Recent advances in space robotics have underscored the need for modeling, estimation, and control frameworks that respect the intrinsic geometry of rigid-body motion. Traditional Euclidean formulations or small-angle approximations often fail to capture the coupled rotational–translational dynamics encountered in complex space operations, including multibody or perturbed dynamical regimes such as those found in cislunar or planetary environments. Geometric mechanics provides a principled, coordinate-free foundation for such problems, unifying attitude, pose, and momentum dynamics on Lie groups. In parallel, developments in invariant filtering, Riemannian optimization, and structure-preserving integration have bridged analytical mechanics with modern robotic autonomy and AI-based perception. These approaches enable globally consistent estimation and control laws that preserve physical invariants, enhance stability, and extend autonomy to highly nonlinear regimes. Bringing these developments together within a unified framework is timely for advancing next-generation guidance, navigation, and control (GNC) in intelligent space robotics.

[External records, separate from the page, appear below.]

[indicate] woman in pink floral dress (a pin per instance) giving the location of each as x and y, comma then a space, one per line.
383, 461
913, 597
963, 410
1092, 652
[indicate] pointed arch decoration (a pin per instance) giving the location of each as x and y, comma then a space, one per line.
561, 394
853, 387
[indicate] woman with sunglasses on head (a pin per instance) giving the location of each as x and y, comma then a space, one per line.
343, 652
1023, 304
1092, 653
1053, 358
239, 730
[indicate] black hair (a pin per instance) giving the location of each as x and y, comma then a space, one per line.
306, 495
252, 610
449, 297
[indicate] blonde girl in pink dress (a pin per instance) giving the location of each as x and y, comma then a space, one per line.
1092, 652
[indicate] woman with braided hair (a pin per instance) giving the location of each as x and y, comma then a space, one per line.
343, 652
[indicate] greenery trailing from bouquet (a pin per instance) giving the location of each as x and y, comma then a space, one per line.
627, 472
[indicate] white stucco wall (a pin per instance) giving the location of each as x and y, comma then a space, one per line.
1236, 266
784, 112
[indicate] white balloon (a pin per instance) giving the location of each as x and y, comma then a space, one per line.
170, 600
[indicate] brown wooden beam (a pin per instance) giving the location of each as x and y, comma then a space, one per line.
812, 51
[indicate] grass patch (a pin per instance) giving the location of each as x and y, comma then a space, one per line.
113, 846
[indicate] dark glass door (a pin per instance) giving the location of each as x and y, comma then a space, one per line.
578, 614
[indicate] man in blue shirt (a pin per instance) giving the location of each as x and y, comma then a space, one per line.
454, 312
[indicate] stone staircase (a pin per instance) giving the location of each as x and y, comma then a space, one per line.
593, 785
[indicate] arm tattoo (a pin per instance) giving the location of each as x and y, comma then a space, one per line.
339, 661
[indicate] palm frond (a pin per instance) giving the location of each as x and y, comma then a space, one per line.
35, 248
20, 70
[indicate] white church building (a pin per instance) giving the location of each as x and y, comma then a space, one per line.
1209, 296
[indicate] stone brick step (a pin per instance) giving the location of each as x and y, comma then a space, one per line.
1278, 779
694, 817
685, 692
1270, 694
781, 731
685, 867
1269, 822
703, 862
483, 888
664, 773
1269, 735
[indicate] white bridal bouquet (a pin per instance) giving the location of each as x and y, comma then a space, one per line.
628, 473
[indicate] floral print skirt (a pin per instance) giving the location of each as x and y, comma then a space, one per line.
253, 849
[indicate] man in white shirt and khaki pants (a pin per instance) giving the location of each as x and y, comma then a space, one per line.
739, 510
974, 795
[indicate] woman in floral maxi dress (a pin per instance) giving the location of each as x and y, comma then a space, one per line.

This Research Topic aims to consolidate emerging advances in geometric mechanics and learning-based methods for modeling, dynamics, estimation, and autonomy of space robotic systems. Although substantial progress has been achieved across individual areas, current GNC frameworks often remain disconnected from the underlying geometric and variational structure of rigid-body motion. By uniting developments in geometric control theory, invariant and manifold-based filtering, Riemannian optimization, and learning-driven estimation and control, this collection seeks to establish a common foundation that ensures global consistency, robustness, and physical interpretability. The overarching goal is to promote cross-disciplinary integration between analytical mechanics, estimation theory, and robotic intelligence—enabling next-generation space systems capable of precise, reliable, and adaptive operation in nonlinear, uncertain, and dynamically coupled environments. Particular emphasis will be placed on contributions that demonstrate the integration of geometric principles with computational autonomy frameworks, bridging theoretical advances and real-world robotic performance in space.
This Research Topic welcomes contributions that advance geometric and learning-informed approaches to modeling, dynamics, estimation, and control of space robotic systems. Topics of interest include, but are not limited to: – Geometric mechanics and variational formulations for rigid-body and multibody dynamics; – Invariant and manifold-based estimation or filtering techniques; – Riemannian optimization and learning-based control on nonlinear manifolds; – Structure-preserving integration and geometric numerical methods; – Geometric optimal control, constrained motion coordination, and formation dynamics; – Integration of geometric frameworks with perception, planning, and AI-driven autonomy; – Applications to space robotics, on-orbit servicing, autonomous assembly, and mobility in complex dynamical environments.
Both theoretical and computational studies are encouraged, including algorithmic developments, simulation analyses, and experimental validations. Works that bridge geometric modeling and learning-based autonomy are particularly encouraged to foster synergy between classical mechanics, robotics, and modern AI-enabled GNC architectures in space.
Topic Editor Morad Nazari receives financial support from a NASA-funded SBIR Phase II project conducted through a private company. Topic Editor Sean Phillips is employed by AFRL. All other Topic Editors declare no competing interests with regards to the Research Topic subject.